Statistical Characterisation Of Wind Fields Over Complex Terrain With Applications In Bushfire Modelling
|Title||Statistical Characterisation Of Wind Fields Over Complex Terrain With Applications In Bushfire Modelling|
|Year of Publication||2017|
|Number of Pages||274|
|University||University of New South Wales|
|Keywords||Bushfire, bushfire management, propagation, spatial variability, toroidal surface, wind, wind-terrain|
The propagation of bushﬁre across the landscape is dependent on a variety of environmental factors, but the wind, in particular, has a major eﬀect on both the speed and direction of ﬁre propagation. As such, bushﬁre spread models, which underpin successful bushﬁre management, require accurate knowledge of the pattern of winds across the landscape. This can be problematic over complex terrain where winds exhibit considerable spatial variability due to wind-terrain interactions, and where detailed measurements of wind characteristics are comparatively rare.
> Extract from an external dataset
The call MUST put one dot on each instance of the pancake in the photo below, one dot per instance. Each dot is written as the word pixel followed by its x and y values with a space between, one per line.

This thesis contributes two new wind datasets to address the previous lack of data available to develop and validate wind models over complex terrain. It also details analyses that focus on the statistical characterisation of wind as joint wind direction distributions, which represent the directional wind response to changing topography and surface roughness. A novel method for toroidal surface ﬁtting is introduced and implemented to estimate the true continuous response from discrete observed data. This new method, which relies on a conceptually simple adaptation of planar techniques, is compared to the limited range of available toroidal surface estimation techniques and is shown to perform as well as, if not better than, these more sophisticated methods.
Monte Carlo simulations are employed to highlight the sensitivity of statistical comparison tests to alternative distribution structures, and to validate bivariate and circular extensions of the Kolmogorov-Smirnov test. These tests are applied to directional wind response pairs, showing that vegetation regrowth has a signiﬁcant but varying impact across complex terrain.
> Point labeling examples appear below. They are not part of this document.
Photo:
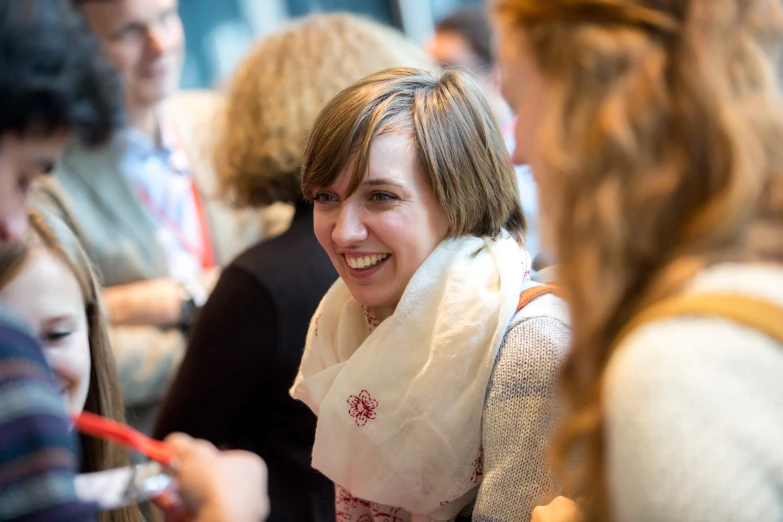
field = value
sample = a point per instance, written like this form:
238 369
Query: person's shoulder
681 352
533 351
543 321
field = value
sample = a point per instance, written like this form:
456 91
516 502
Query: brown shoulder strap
531 293
759 314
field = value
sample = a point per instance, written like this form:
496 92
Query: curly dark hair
53 74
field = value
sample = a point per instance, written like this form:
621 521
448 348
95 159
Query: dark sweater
245 349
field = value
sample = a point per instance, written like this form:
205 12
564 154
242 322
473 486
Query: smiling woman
49 283
412 361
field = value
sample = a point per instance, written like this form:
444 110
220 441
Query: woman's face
524 89
381 234
46 295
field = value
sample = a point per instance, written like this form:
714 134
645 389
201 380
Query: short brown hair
460 148
278 90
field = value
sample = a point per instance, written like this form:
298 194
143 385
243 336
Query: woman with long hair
653 128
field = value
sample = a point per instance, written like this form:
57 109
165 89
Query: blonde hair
103 396
459 145
661 141
278 90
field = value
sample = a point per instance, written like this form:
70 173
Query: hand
561 509
155 302
215 486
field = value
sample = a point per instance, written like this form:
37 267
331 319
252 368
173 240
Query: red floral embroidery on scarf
362 407
369 317
478 468
388 513
344 498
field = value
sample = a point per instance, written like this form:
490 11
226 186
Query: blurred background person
463 39
232 388
144 203
53 85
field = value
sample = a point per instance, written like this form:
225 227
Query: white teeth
360 263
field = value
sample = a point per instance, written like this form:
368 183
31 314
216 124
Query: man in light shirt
146 203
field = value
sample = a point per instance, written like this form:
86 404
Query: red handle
113 431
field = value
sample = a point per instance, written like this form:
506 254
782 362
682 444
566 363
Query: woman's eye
382 197
324 198
53 336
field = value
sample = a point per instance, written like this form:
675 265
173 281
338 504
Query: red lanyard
202 252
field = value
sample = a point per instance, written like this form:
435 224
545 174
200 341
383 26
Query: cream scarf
399 403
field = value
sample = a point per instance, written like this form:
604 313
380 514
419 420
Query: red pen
113 431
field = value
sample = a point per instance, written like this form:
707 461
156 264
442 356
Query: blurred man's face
451 49
145 41
22 159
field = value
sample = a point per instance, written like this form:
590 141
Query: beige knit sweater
695 413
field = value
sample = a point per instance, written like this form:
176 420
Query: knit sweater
693 413
519 417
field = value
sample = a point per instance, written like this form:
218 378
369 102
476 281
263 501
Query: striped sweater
37 452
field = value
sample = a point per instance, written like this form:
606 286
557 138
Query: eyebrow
382 181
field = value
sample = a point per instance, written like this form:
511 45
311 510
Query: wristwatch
193 298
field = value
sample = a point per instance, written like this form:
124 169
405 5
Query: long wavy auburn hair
662 146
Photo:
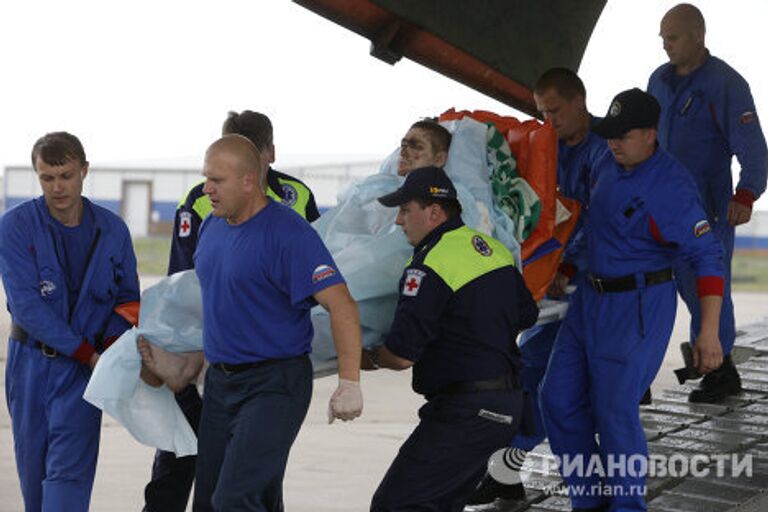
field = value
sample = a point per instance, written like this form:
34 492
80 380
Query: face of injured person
417 151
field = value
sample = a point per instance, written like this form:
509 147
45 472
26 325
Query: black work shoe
718 384
489 490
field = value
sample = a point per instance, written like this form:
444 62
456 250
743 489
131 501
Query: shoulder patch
481 246
748 117
47 288
185 224
290 196
701 227
322 272
412 283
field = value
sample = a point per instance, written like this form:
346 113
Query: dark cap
424 183
629 110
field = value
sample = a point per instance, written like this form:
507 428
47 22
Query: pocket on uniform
629 214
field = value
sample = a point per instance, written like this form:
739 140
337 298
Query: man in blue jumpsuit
66 264
707 117
561 98
462 304
261 267
644 213
172 477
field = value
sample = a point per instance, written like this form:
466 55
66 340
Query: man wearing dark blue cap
462 303
645 213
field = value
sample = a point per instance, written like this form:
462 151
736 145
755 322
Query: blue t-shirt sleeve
738 119
306 267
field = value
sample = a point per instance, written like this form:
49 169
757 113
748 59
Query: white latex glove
346 402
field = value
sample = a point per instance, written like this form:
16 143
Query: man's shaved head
683 32
239 150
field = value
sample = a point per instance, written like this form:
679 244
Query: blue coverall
611 344
56 433
172 477
574 164
706 118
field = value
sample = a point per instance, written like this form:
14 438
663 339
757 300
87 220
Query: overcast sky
151 81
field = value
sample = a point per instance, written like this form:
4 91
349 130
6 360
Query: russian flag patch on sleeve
701 227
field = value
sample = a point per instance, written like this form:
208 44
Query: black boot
718 385
489 490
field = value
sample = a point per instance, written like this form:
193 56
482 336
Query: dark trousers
172 476
250 420
441 462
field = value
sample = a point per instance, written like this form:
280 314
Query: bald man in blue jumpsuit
707 117
644 214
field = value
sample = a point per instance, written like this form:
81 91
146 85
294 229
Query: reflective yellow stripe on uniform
296 196
464 254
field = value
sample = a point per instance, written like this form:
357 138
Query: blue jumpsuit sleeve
575 253
737 118
127 279
417 317
183 247
679 218
21 281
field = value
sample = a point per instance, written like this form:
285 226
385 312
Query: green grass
152 254
750 271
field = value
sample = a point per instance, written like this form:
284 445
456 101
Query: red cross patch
185 224
412 283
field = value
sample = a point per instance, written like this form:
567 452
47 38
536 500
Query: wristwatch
372 357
Finally, this thesis demonstrates how statistical approaches can be used to complement current physics-based wind modelling methods. The resulting probabilistic representations provide more accurate predictions of wind direction variability, and are better suited to emerging ensemble-based bushﬁre prediction frameworks. As such, they provide a superior characterisation of uncertainty across the ﬁre modelling process; ultimately enabling ﬁre managers to make more informed decisions.